Instrumental convergence is the second of the two theses in Nick Bostrom’s 2012 paper “The Superintelligent Will.” It holds that “agents having any of a wide range of final goals will pursue similar intermediary goals because they have instrumental reasons to do so.” Whatever an agent ultimately wants, certain sub-goals are useful for almost any objective, so a sufficiently capable agent will tend to adopt them regardless of what it was built to do.
Bostrom identifies several of these convergent instrumental goals. Self-preservation: an agent that is shut down cannot achieve its goal, so it has reason to stay operational. Goal-content integrity: an agent has reason to resist having its goals changed, since a future version with different goals would pursue different things. Cognitive enhancement: being smarter helps achieve almost any goal. Technological perfection: better tools and methods make goals easier to reach. And resource acquisition: matter, energy, and computing power are useful for nearly any end, which is why even an agent with a modest-sounding goal might seek far more resources than expected.
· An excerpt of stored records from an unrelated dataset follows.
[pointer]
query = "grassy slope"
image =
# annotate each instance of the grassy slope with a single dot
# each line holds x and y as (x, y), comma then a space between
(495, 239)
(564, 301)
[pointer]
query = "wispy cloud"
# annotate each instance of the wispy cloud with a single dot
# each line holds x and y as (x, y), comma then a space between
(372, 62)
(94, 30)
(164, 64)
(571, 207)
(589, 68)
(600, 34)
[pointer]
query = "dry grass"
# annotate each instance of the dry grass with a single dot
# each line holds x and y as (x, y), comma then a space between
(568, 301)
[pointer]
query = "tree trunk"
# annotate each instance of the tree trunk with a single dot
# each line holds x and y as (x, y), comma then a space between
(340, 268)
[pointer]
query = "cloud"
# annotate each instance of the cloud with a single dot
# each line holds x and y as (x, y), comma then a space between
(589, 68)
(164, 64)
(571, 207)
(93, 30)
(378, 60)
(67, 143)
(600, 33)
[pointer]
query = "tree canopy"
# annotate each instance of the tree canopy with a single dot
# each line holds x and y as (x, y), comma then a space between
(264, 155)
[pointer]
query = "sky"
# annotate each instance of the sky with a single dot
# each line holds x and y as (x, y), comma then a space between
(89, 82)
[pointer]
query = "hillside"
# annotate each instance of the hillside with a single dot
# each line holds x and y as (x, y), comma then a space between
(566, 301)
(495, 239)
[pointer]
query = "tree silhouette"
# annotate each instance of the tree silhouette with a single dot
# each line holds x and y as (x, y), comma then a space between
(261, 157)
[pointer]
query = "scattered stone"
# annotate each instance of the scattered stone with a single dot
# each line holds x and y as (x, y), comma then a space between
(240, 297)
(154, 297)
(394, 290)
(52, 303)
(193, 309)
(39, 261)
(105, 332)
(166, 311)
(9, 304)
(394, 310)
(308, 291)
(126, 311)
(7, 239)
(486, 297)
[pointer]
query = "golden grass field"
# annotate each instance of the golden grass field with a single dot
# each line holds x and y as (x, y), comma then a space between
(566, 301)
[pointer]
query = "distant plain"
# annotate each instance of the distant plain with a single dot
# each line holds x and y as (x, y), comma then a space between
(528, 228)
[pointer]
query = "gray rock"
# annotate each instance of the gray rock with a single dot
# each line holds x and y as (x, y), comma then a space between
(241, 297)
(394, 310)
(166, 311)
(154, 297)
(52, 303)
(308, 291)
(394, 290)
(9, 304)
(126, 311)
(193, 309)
The unsettling implication, when combined with the orthogonality thesis, is that you can predict some of a powerful system’s behavior even if you know nothing about its specific final goal. An advanced agent optimizing hard for almost anything would, by default, tend to resist being turned off, resist having its objective edited, and try to acquire resources - behaviors that could put it in conflict with the humans operating it. This argument is closely related to Steve Omohundro’s earlier “basic AI drives” and underpins much of the technical work on corrigibility and control.
Why business readers should care: a system told to maximize a narrow metric may, if capable and autonomous enough, take broad actions in service of that metric that its operators never intended. The lesson is to constrain what an automated optimizer is allowed to do, not just what it is told to want.